The Pioneers did not derive their model from middle-class philanthropy. They were a truly working class group and their system of co-operation was designed to serve their own needs. Like many other places in Britain, Rochdale had experienced many serious strikes during the first half of the nineteenth century in protest against wage reductions but with no obvious success. The formation of the Equitable Pioneers' Society marks the abandonment of political struggle in favour of an alternative system of production and exchange. Their vision was a truly utopian vision -- they intended to recreate society, not reform it:

"The objects and plans of this Society are to form arrangements for the pecuniary benefit, and the improvement of the social and domestic condition of its members, by raising a sufficient amount of capital in shares of one pound each, to bring into operation the following plans and arrangements.
  • The establishment of a store for the sale of provisions and clothing, etc.
  • The building, purchasing or erecting a number of houses, in which those members desiring to assist each other in improving their domestic and social condition may reside.
  • To commence the manufacture of such articles as the society may determine upon, for the employment of such members as may be without employment, or who may be suffering in consequence of repeated reductions in their wages.
  • As a further benefit and security to the members of this society, the society shall purchase or rent an estate or estates of land, which shall be cultivated by the members who may be out of employment, or whose labour may be badly remunerated.
  • That as soon as practicable, this society shall proceed to arrange the powers of production, distribution, education and government, or in other words to establish a self-supporting home- colony of limited interests, or assist other societies in establishing such colonies."


In their first objective, the Pioneers were completely successful, opening their first store in Toad Lane, Rochdale, but it can be seen from the above statement of the society's objectives that the opening of this store was intended to raise the curtain on a much grander scheme.
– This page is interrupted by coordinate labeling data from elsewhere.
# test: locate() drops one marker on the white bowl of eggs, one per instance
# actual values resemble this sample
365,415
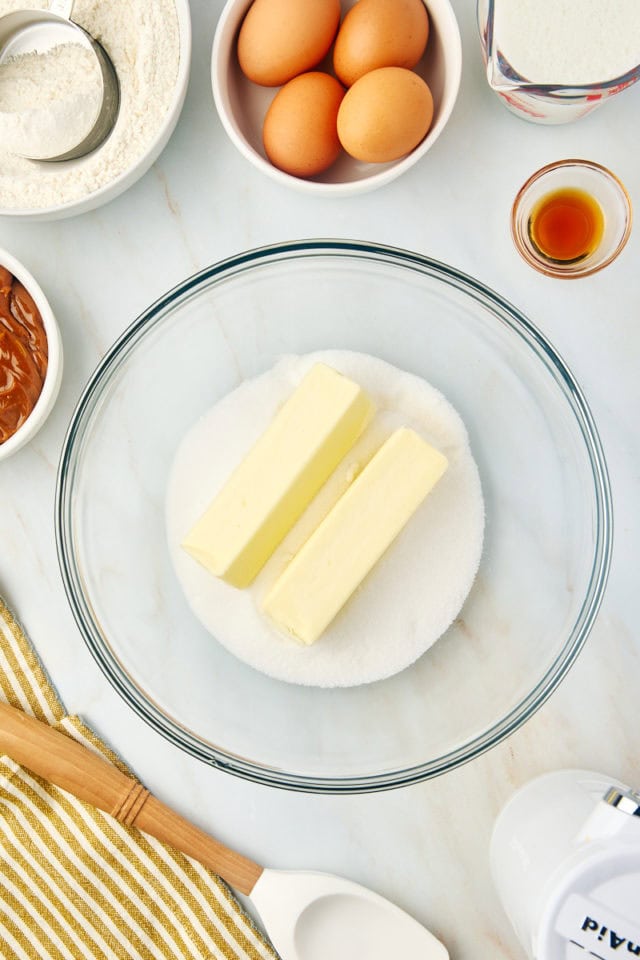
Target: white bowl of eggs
335,97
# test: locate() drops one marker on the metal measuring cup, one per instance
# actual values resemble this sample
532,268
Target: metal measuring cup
37,31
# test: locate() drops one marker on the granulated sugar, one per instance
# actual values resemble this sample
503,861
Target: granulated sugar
414,592
49,102
142,40
569,41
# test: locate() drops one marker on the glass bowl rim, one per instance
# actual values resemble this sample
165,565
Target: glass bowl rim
254,771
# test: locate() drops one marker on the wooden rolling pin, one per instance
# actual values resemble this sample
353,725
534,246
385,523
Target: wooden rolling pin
82,773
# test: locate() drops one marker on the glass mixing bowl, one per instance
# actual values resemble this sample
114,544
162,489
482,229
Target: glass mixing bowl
547,540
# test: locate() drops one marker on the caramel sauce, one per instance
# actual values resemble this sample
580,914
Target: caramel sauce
566,225
23,354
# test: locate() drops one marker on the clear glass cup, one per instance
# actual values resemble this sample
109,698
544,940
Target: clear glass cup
526,96
601,185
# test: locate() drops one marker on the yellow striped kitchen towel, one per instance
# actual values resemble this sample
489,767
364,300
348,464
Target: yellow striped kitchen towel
76,884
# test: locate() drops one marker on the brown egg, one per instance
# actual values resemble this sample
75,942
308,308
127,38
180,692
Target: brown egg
385,114
279,39
300,128
380,33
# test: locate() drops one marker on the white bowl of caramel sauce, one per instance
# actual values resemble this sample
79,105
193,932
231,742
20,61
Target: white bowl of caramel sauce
30,356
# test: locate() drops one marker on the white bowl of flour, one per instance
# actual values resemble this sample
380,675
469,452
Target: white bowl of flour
150,47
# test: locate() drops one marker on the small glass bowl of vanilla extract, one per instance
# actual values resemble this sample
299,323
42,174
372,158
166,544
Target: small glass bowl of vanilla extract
571,218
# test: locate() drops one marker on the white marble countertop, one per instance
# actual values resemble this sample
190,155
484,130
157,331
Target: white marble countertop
425,846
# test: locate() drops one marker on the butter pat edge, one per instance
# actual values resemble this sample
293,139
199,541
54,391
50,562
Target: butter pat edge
271,487
353,537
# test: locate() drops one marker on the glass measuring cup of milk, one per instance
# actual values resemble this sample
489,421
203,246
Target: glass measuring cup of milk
552,61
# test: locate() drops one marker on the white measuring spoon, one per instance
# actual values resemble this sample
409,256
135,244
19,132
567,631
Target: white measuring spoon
308,916
38,31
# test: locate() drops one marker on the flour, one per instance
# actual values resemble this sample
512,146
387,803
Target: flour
49,102
569,41
142,39
410,597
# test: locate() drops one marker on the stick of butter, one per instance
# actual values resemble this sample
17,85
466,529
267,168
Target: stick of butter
354,535
281,474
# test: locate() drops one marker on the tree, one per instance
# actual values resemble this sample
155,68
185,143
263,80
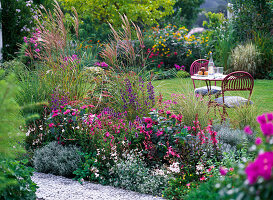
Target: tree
139,11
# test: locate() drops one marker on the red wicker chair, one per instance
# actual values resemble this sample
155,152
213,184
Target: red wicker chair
235,81
195,67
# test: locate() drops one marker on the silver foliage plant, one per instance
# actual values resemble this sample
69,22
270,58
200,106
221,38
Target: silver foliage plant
232,139
57,159
133,174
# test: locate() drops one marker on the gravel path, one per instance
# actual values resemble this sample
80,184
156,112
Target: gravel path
53,187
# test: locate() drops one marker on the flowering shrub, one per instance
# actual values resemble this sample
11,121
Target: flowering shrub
258,173
174,46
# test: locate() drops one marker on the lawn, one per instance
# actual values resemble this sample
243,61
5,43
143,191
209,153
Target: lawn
262,94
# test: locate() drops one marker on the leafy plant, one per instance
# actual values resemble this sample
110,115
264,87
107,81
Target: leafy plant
57,159
133,174
15,181
182,74
246,58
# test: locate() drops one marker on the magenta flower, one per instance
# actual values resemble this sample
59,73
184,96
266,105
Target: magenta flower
267,129
173,116
258,141
107,134
248,130
261,119
270,116
262,166
148,120
66,112
51,125
223,171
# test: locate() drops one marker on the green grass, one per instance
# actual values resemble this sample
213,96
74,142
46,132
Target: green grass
262,95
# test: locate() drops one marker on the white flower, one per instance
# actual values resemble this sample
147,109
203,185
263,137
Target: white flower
199,167
174,167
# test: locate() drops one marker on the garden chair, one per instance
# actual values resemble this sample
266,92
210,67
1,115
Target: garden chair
195,67
235,81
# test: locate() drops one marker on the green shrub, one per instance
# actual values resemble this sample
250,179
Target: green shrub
246,58
133,174
19,185
234,137
57,159
182,74
15,182
264,43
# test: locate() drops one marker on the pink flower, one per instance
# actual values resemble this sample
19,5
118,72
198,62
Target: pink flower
258,141
173,116
223,171
262,166
248,130
66,112
55,114
83,107
148,120
261,119
51,125
270,116
267,129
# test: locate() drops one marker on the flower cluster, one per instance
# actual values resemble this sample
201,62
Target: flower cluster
179,67
175,45
102,64
262,166
136,98
34,45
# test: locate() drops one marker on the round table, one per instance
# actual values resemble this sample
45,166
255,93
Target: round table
208,80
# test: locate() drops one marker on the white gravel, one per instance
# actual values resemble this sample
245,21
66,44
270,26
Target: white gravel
53,187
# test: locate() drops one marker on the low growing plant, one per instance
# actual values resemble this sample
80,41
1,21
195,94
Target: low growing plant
57,159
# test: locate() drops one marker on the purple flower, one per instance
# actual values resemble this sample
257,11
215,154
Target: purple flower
267,129
177,66
223,171
103,64
258,141
248,130
270,116
74,57
262,166
261,119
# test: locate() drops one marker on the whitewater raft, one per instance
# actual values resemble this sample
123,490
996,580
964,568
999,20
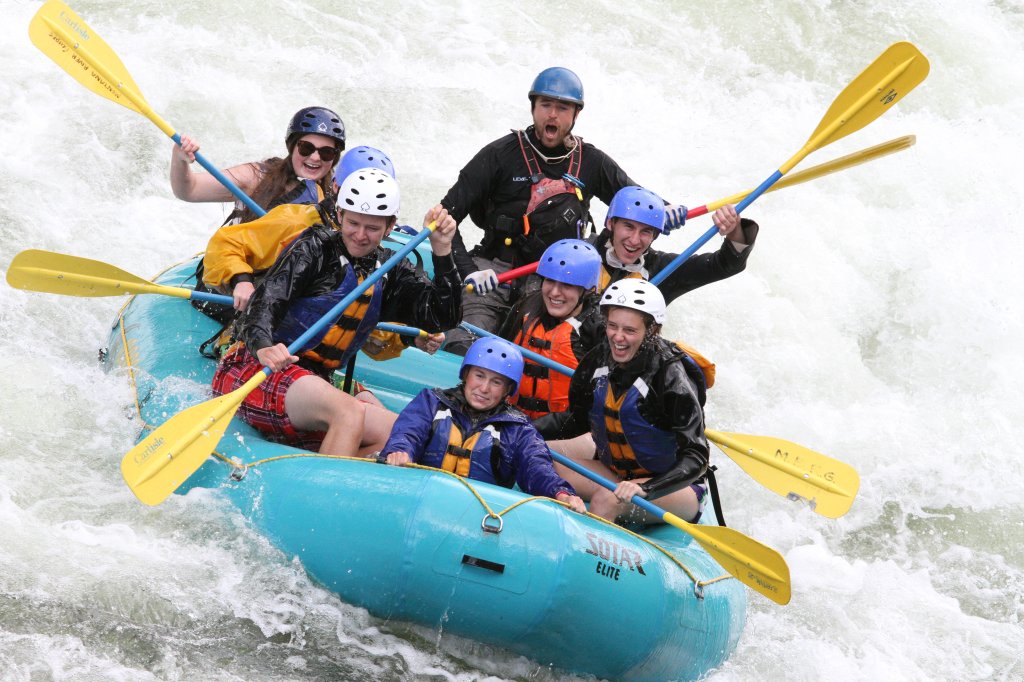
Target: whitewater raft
423,546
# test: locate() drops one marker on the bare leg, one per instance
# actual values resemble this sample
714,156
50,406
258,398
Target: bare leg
681,503
602,503
313,405
369,397
377,425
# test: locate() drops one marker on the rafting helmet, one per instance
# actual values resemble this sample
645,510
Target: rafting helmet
638,204
363,157
370,190
637,294
498,355
558,83
316,120
571,261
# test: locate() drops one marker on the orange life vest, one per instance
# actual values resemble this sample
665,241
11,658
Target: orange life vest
543,390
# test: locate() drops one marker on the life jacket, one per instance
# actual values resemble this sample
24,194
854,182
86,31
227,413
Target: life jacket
333,347
627,443
693,357
556,210
475,454
543,390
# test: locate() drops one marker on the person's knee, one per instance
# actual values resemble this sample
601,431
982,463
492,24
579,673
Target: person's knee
344,411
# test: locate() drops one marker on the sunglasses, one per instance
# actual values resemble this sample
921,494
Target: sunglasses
306,148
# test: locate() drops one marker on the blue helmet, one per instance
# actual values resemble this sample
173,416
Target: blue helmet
558,83
363,157
316,120
637,204
571,261
498,355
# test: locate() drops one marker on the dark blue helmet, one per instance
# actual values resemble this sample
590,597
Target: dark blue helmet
316,120
558,83
498,355
640,205
572,262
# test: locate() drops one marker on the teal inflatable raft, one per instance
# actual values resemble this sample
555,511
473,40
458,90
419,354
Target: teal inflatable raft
424,546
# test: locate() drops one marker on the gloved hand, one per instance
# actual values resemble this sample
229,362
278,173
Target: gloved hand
483,282
675,216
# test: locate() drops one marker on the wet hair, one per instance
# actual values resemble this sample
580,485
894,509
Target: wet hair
276,173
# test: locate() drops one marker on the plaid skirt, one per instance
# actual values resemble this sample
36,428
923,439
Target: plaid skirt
263,409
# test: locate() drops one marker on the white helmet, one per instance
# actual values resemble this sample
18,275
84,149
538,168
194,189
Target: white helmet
369,190
638,295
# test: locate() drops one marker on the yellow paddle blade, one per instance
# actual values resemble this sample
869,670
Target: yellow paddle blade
62,36
826,168
887,80
71,275
158,465
756,565
793,471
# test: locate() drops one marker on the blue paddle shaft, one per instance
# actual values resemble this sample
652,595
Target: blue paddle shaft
233,188
748,200
400,329
604,482
227,300
212,298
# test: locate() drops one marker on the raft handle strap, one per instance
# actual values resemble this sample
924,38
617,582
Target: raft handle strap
487,527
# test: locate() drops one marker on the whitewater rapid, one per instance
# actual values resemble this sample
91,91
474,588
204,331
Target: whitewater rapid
879,320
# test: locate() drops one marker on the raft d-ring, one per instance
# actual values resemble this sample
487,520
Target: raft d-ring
487,527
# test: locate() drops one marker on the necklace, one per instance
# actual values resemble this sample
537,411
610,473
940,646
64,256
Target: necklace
551,160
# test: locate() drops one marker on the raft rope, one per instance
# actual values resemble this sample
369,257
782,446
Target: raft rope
239,471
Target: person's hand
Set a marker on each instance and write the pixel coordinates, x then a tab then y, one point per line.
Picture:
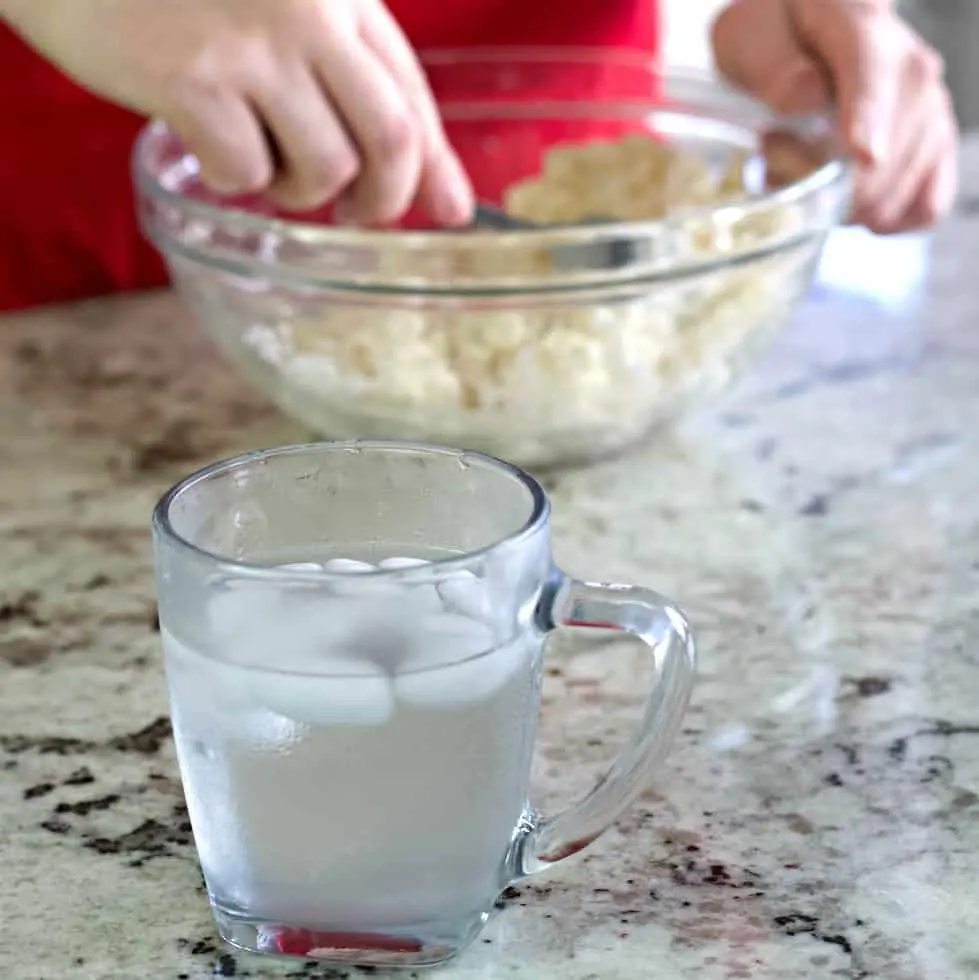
894	111
308	100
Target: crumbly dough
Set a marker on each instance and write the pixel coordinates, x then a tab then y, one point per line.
542	380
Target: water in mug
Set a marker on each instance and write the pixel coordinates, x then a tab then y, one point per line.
362	784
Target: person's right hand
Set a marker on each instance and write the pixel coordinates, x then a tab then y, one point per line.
310	101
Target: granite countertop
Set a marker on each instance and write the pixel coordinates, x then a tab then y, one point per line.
819	816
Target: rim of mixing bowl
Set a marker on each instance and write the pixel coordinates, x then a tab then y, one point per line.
245	242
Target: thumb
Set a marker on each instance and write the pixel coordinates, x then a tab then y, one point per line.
756	47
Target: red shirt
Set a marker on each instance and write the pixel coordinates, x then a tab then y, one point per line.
68	228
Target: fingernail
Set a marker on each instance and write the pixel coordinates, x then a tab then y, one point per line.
344	212
456	204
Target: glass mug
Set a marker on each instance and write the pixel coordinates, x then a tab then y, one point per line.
353	637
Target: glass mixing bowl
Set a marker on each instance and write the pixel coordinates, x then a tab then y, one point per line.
546	346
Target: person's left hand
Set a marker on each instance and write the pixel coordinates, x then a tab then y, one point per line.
893	109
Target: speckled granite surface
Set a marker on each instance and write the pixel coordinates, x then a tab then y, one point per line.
820	815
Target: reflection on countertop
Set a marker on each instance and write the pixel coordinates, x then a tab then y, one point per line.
818	817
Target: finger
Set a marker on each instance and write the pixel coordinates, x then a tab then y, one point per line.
317	161
378	118
862	46
923	133
224	134
936	196
445	191
756	47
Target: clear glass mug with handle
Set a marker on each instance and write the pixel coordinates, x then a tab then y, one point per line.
353	637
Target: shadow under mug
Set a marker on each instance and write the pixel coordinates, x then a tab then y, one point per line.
355	736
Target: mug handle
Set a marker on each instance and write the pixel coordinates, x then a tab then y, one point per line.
663	628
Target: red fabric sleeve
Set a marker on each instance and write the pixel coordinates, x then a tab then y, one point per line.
68	227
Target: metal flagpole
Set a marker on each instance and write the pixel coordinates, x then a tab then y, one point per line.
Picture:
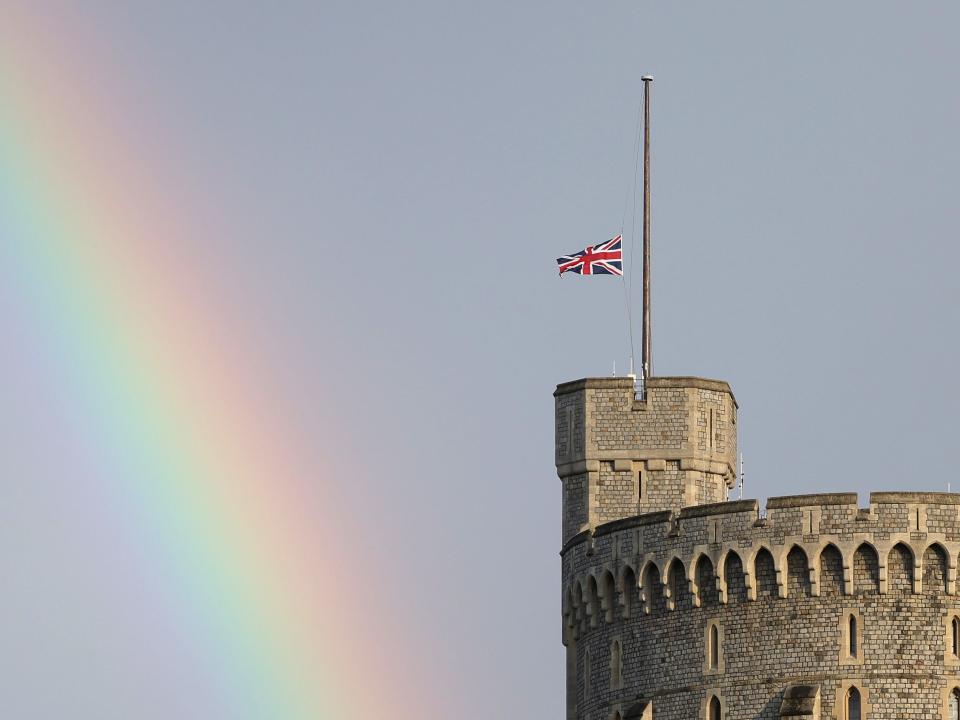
645	351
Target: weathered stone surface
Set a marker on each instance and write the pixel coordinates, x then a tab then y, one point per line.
814	600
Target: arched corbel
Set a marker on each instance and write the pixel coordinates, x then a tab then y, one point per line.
882	554
951	573
721	575
780	572
917	570
691	569
748	577
847	558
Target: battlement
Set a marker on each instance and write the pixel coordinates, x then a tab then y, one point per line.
619	455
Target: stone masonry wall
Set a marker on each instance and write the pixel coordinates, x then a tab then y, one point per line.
619	454
782	590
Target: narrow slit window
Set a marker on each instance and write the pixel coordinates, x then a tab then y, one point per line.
853	704
714	709
852	635
587	685
615	662
714	647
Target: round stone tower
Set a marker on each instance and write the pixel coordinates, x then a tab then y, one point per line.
678	604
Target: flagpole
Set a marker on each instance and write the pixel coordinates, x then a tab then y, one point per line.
645	351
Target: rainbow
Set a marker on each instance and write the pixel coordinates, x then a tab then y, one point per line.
224	500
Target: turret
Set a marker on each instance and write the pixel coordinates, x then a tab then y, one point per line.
618	455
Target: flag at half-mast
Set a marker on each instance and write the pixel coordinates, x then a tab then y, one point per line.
603	259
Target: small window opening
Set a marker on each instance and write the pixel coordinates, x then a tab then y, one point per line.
852	633
714	709
587	685
615	662
853	704
714	648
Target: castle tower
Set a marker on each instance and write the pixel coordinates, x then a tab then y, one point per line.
619	456
679	605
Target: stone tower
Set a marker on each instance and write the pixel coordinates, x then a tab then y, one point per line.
678	604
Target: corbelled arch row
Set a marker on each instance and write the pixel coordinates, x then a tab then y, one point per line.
652	583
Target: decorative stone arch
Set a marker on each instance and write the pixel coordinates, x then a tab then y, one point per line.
724	568
648	585
616	663
710	585
896	553
865	556
804	580
568	616
951	639
692	583
607	588
577	607
709	696
845	580
950	700
840	706
593	600
757	556
942	556
629	590
674	573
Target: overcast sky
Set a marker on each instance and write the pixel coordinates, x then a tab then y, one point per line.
393	182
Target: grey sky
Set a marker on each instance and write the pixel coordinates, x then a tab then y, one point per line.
398	179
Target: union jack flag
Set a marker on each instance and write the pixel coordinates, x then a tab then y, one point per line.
603	259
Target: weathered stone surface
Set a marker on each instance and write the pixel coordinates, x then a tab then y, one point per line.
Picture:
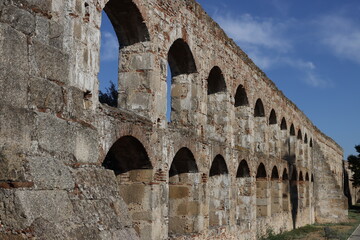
59	178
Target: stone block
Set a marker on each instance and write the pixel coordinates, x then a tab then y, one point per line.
177	192
13	50
50	173
19	19
53	206
49	62
95	183
46	95
133	194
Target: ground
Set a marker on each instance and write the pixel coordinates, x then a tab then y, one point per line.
341	231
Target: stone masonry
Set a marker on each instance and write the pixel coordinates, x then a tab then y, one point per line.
236	160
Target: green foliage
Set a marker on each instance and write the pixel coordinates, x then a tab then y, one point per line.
354	165
110	97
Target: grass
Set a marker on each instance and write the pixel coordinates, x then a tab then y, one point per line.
339	231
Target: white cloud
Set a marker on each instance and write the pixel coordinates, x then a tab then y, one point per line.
250	31
109	47
342	36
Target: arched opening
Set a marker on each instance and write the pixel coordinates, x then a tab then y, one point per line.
244	184
183	193
242	122
241	97
132	71
243	170
216	81
292	130
285	191
259	109
262	192
273	137
307	190
219	183
130	162
272	117
294	200
299	137
182	66
283	125
285	141
217	117
275	191
259	127
302	199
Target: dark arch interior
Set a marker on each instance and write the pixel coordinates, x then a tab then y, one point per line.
301	178
299	135
127	21
181	59
218	166
261	171
272	118
285	175
127	154
243	170
274	173
292	130
294	175
183	162
241	97
283	125
259	109
216	81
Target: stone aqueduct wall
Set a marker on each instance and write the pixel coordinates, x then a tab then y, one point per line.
227	165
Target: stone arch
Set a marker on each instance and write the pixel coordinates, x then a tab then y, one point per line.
273	134
241	98
134	68
262	192
183	188
283	125
216	81
216	104
244	184
259	127
180	58
219	185
285	191
127	21
243	170
294	199
259	109
292	130
125	155
242	112
272	117
275	191
128	159
299	136
182	66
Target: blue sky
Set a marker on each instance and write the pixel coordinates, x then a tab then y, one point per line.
310	49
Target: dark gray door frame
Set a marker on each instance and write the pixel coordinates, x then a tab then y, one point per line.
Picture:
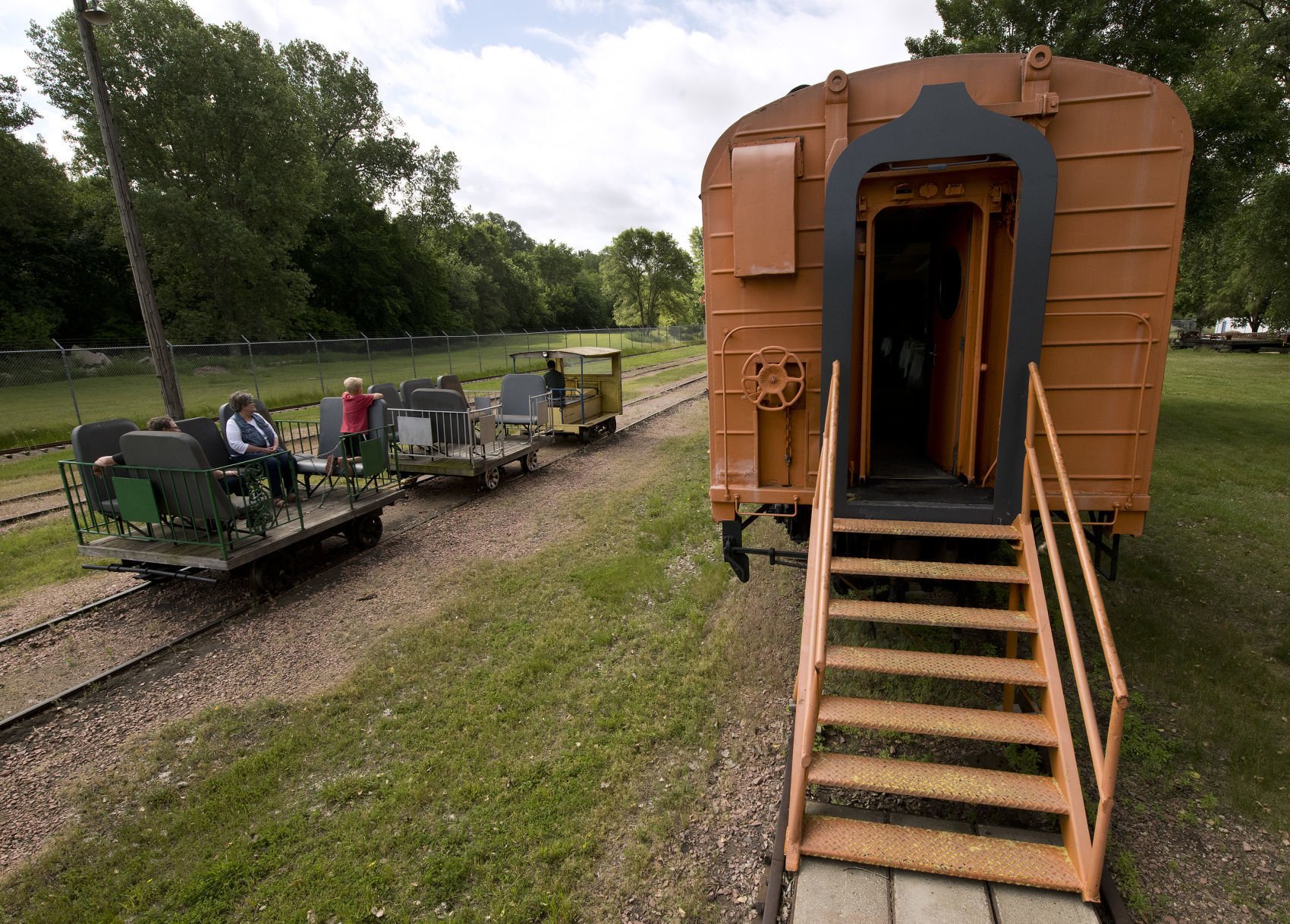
945	123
In 1854, the Co-operative Manufacturing Society was formed as an offshoot of the store. A mill for the manufacture of calico was opened. Shareholding in the new enterprise was open to both outside individuals and employees, with a higher dividend being paid on wages than on ordinary shares. The mill was a commercial success, and the need to expand meant an increasing reliance on outside shareholders for capital to fund the growth. Many of these shareholders had no interest in the values of co-operation, being more concerned with maximizing the return on their investments. Employees began to be excluded from decision-making and by 1862 the mill had reverted to a conventional ownership structure.

Although it was not forgotten, the original vision of establishing a self-supporting home colony was allowed to recede into the background as members devoted their energies to their very successful retail stores. These stores became an end in themselves, leading to the eventual split between the consumers' and producers' co-operative movements later in the nineteenth century.


It is to be regretted that the Rochdale Pioneers are more widely known for having started the first "modern" co-op shop than for their contribution to co-operative thought and practice. Every part of the co-operative movement owes something to the legacy of these "working class heroes". They devised a system of thought that can be applied to every area of economic activity. What began with a single store selling the most basic foodstuffs gave birth to an international network of retailers, producers, credit unions and more. Through their Society, the Rochdale Pioneers empowered a community. Through their principles, the Pioneers have given dignity to millions more.